Search for documents using an array of _id vs search using an indexed value inside those documents

Hi, I’m fairly new to mongodb, and I’m building a small chat project. I’m trying to think of the best way to retrieve a users message history.

I will save the messages with the _id of the sender and receiver

So in the first scenario, I will save the _id of the message and place it in an array in both the sender and receiver documents. and when I fetch the messages, I will use that array to look for the messages.

In the second scenario, I will not save the _id to the sender and receiver, and when it comes time to fetch the messages, I will search for the messages by using the sender or receiver _id.

Which do you suppose will be faster in a large dataset. For small ones, like the one i’m building, i supposed it doesn’t really matter, but say for example the message documents grow to a couple of million.

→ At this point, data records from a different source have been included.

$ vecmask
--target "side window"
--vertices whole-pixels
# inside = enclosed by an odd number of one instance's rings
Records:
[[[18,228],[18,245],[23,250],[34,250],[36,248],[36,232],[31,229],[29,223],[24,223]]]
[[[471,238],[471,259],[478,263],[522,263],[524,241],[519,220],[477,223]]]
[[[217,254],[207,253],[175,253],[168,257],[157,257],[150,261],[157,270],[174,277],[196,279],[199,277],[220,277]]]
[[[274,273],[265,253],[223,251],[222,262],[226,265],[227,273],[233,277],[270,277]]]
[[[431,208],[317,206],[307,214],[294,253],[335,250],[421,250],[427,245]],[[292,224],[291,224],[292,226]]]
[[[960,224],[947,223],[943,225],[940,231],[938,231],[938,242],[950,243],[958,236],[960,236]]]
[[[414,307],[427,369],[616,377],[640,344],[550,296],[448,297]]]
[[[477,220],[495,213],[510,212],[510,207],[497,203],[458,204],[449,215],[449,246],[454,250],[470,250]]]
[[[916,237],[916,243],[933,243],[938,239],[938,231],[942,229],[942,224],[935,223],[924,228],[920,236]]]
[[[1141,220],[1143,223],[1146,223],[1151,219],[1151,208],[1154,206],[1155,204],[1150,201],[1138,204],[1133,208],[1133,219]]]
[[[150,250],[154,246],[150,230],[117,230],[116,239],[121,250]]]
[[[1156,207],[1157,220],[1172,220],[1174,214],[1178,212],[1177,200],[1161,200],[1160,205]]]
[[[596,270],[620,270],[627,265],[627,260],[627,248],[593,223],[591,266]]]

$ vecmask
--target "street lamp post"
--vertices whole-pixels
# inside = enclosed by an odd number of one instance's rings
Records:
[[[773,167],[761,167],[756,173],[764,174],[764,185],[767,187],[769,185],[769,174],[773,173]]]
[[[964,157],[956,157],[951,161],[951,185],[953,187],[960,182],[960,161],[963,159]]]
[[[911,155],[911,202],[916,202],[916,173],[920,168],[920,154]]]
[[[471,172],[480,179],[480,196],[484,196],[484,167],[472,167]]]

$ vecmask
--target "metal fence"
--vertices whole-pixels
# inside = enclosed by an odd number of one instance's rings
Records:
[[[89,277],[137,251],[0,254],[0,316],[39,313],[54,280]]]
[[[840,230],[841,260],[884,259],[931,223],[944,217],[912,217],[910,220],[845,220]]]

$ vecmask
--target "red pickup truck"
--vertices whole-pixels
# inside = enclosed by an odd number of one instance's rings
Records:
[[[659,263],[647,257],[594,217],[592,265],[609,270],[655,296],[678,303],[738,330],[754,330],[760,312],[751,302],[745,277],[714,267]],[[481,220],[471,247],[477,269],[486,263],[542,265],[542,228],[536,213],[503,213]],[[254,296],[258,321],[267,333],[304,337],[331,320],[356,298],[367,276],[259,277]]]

And I would add that the senderId and receiverId will be indexed as well

I know there are better ways, but this are the only two I can think of at the moment.


you may end up with the Massive Array anti-pattern for very popular sender or receiver.

In a large dataset, the first scenario where the _id of the message is saved in an array in both the sender and receiver documents is likely to be faster. This is because when fetching messages, the array can be used to quickly find the relevant messages, without the need for an index lookup. In the second scenario, a search needs to be performed on the sender or receiver _id, which would require an index lookup and could be slower.
It’s worth noting that there may be other ways to structure the data for even faster retrieval, such as using a separate collection for messages or using a combination of indexing and query optimization. However, for the two scenarios proposed in the question, the first one is likely to be faster in a large dataset.

hope this was helpful

@Deepak_Kumar16, your answer seems straight out of what ChatGPT would produce.

Why do you quote the whole original post?

How storing the _id of the message in one collection make fetching the message in another collection faster. You get the _id fast but not the message. Contrary to what you wrote, you will need an index lookup in the message collection to get the message.

Such as a separate collection for messages, really, if you only store the _id of messages in the sender and receiver, where do you store the messages if not in a separate collection.

How, please be specific.

Can you point to some documentation that substantiate what you wrote.

In both scenario there is lookup, you either lookup the messages in the messages collection by _id stored in the receiver/sender array or you lookup the messages in the messages collection by the receiver/sender _id.

Not really because it is wrong and lacks details.